I was in Rhode Island last week, and a very wonderful friend of mine who is also a pilot offered to take me out for a short flight from North Central Airport in RI to Bedford, MA. We’d planned this trip in advance, and I think my palms started to sweat from the moment he invited me until we landed several weeks later. He’d set our meeting up as a flying lesson wherein I’d actually be in the pilot’s seat with him beside me. After being reassured numerous times that he could control EVERYTHING from his side of the plane and override EVERYTHING I might do wrong, I said I thought it sounded like fun.

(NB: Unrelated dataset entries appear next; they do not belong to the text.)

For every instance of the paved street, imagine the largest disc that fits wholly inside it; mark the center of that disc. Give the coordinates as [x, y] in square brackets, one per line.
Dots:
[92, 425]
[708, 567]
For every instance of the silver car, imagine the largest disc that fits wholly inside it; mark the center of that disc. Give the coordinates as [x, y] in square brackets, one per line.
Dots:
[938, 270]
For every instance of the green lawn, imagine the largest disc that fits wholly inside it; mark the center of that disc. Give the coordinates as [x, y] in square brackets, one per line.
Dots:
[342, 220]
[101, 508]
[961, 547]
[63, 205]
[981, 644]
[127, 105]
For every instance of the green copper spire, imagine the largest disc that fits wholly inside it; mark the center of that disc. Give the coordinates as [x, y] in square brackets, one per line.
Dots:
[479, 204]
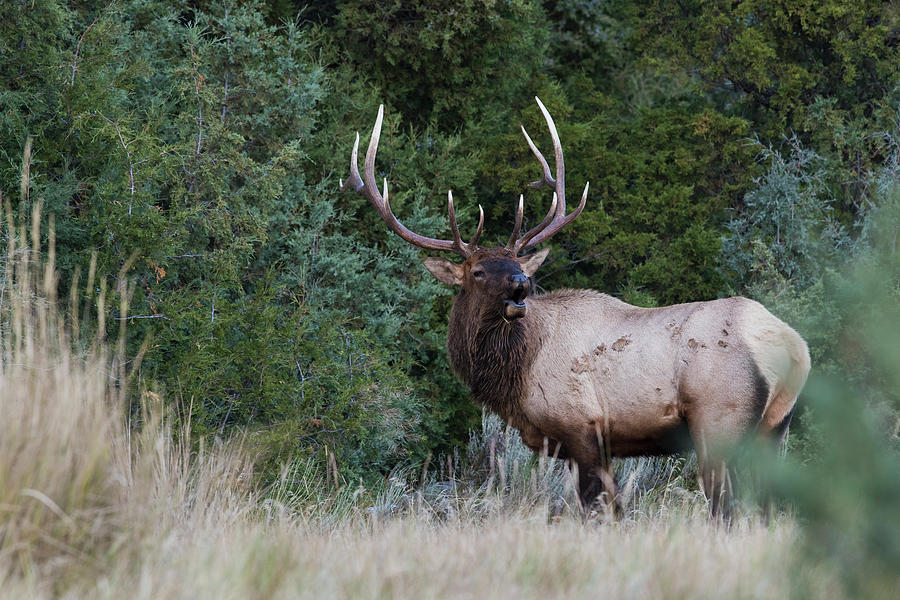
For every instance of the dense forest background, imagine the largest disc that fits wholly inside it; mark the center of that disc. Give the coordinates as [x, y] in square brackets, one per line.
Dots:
[188, 154]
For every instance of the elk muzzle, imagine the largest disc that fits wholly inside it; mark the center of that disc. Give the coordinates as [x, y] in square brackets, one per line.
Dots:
[514, 305]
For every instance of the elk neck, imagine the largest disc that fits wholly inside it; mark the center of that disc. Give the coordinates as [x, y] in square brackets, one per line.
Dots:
[492, 355]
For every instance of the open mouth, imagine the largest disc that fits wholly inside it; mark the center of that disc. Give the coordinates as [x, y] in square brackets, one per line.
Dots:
[513, 309]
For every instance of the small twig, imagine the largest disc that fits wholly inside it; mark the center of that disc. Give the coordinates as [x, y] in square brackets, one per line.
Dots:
[78, 50]
[124, 145]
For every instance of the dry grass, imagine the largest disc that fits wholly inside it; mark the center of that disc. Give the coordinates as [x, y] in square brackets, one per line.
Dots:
[90, 507]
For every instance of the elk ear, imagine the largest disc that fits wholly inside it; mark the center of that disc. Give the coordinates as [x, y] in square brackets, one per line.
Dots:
[530, 264]
[444, 270]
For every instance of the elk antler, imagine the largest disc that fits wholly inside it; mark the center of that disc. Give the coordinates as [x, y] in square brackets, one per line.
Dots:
[369, 189]
[556, 218]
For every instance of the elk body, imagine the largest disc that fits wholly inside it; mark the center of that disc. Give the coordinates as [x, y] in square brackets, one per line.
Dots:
[587, 377]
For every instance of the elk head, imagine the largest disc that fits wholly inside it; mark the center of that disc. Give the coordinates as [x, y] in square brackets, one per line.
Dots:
[497, 277]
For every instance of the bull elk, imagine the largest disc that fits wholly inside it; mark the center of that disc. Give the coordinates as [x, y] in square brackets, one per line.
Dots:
[585, 376]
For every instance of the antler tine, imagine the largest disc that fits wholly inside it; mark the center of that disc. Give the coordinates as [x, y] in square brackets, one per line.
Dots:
[548, 178]
[556, 218]
[454, 228]
[537, 229]
[355, 180]
[520, 209]
[368, 187]
[473, 244]
[558, 223]
[560, 183]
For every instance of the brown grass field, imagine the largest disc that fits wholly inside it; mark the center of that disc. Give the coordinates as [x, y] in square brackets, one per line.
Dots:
[92, 507]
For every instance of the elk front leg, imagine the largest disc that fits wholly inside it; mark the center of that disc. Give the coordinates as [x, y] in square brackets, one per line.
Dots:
[593, 470]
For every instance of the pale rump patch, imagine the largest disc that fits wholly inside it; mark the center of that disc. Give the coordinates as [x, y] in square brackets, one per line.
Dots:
[781, 356]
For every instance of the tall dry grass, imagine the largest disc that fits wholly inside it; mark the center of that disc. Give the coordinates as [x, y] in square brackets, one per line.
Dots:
[94, 505]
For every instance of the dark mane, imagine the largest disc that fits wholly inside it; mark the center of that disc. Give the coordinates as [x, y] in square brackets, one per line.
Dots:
[491, 355]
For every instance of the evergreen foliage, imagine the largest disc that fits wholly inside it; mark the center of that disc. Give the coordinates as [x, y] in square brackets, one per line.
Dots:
[731, 148]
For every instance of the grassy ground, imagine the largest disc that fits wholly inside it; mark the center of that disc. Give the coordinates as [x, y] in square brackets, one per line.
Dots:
[92, 508]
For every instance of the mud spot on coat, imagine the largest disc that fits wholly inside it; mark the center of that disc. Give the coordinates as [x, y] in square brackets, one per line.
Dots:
[582, 364]
[694, 344]
[619, 344]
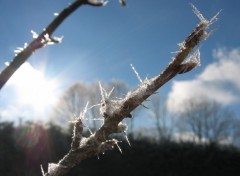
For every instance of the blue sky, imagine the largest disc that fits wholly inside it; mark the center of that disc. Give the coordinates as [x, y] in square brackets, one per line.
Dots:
[101, 43]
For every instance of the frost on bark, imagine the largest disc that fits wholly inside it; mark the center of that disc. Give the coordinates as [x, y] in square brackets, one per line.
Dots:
[112, 110]
[115, 110]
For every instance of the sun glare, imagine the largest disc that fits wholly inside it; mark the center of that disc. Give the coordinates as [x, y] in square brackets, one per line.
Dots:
[33, 89]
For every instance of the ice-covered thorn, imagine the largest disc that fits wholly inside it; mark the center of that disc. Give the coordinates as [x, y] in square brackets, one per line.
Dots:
[111, 91]
[118, 147]
[102, 91]
[127, 139]
[144, 106]
[42, 170]
[34, 34]
[135, 71]
[214, 18]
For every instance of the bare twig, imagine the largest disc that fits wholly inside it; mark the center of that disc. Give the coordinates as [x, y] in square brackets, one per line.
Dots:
[40, 40]
[114, 111]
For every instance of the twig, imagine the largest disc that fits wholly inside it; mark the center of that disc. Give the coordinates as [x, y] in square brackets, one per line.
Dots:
[115, 111]
[37, 43]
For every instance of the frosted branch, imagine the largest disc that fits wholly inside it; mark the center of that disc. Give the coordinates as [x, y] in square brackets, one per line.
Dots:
[22, 54]
[135, 71]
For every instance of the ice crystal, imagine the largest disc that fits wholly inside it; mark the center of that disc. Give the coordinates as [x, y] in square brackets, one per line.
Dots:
[135, 71]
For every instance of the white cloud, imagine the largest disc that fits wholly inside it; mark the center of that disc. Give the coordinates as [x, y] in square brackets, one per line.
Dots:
[218, 81]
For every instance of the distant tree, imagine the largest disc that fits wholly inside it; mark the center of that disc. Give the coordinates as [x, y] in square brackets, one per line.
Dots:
[207, 119]
[75, 98]
[112, 111]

It was a gorgeous late spring day, and we commenced all the safety checks. We peered under the body, we checked the fuel level in each wing, we examined the tires, and we even played with the pitot tubes. The only thing I really screwed up at that point was placing my head inside the propeller field (I can’t remember the technical term for this, but it reverberated as stupid-ass in my head), which is a real faux pas, even if the plane isn’t running. I think I asked too many questions, in part because I was stalling and in part because I found it fascinating…and I listened intently, since I was gonna be in the pilot’s seat. I loved takeoff. What a rush. Whether it’s in a commercial jet or our Cessna Skyhawk, there’s nothing quite like feeling the wheels lift off—that moment when your usual perspective of the world changes by the second. I also really loved all the pilot talk—a very exacting language that probably appeals to me because I am an editor or maybe because everything sounds sexier through a headset. My feet were on the pedals (so happy I could reach them) and my hands were on the yoke (some might call it a death grip) throughout the trip, though I did learn that it’s preferable to fly one-handed to keep the other free…for nail biting, I figured. What a great way to sense the very subtle art of piloting.
My friend kept assuring me that a plane, above all, wants to fly. Our job was simply to help it along. Thanks, Al, for helping it—and me—along.